16 March 2012, 19:34

In the world many people have some perception that heavy drinking and sex go hand. However, a team of researchers at UC San Francisco have revealed on their publication in the latest issue of Science.

Their study concluded that male fruit flies get frustrated to sexual rejection.

When their attempts at courtship fail, the spurned male flies will actually turn to booze as a substitute for sex. Understanding this kind of behaviour, one could allow us humans to sort out some of our own dependencies.

Fruit flies are very sexual beings. Put a randy male fly in close quarters with a female, and (provided the male does a halfway decent job of wooing his counterpart) the two will copulate.

Things pan out a little differently, however, if the female has already mated. If this is the case, she will refuse the male's advances at all costs including running away, kicking, and even thrusting out herovipositor (an organ typically used for egg-laying) in protest.

The study revealed that when given the choice, rejected male flies prefer food that has been spiked with alcohol over their normal grub. Males that had successfully mated, on the other hand, showed no preference for one meal or the other.

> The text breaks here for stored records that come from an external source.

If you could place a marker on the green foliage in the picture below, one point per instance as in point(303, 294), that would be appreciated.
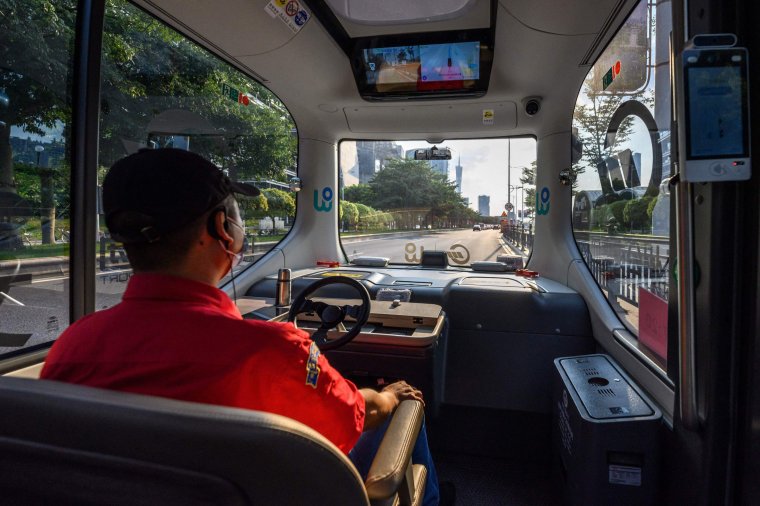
point(149, 71)
point(279, 203)
point(616, 210)
point(416, 195)
point(650, 208)
point(349, 213)
point(528, 180)
point(636, 216)
point(360, 193)
point(37, 38)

In this study, a team of researchers used this behaviour to identify a signalling molecule in the flies' brains called neuropeptide F(NPF).

Flies that had been denied sex were shown to have low levels of NPF; but when researchers genetically altered sex-deprived flies to produce NPF at higher levels than usual, they behaved as though they were sexually satisfied, and demonstrated no preference for alcohol-dosed food.

"Natural rewards and abused drugs affect the function of the brain's reward systems”, to make this clear, after an elaborate courtship ritual by a male, rejection by a female, or sexual deprivation, decreases the amount of neuropeptide F in the male fly brain.

This correlates with the male's increased preference for ethanol, a behaviour associated with reward and reward seeking. Therefore, abnormal function of these brain regions is associated with addictive behaviour. In the case of the male fruit flies, the neural pathway that NPF uses to reinforce and reward sexual experiences has been linked to alcohol consumption.

NPF is similar to a signalling molecule in humans called neuropeptide Y. By shedding light on the relationship between NPF and neurological reward systems linking sex and alcohol consumption, the research team believes they can gain a better understanding of how addiction works in humans.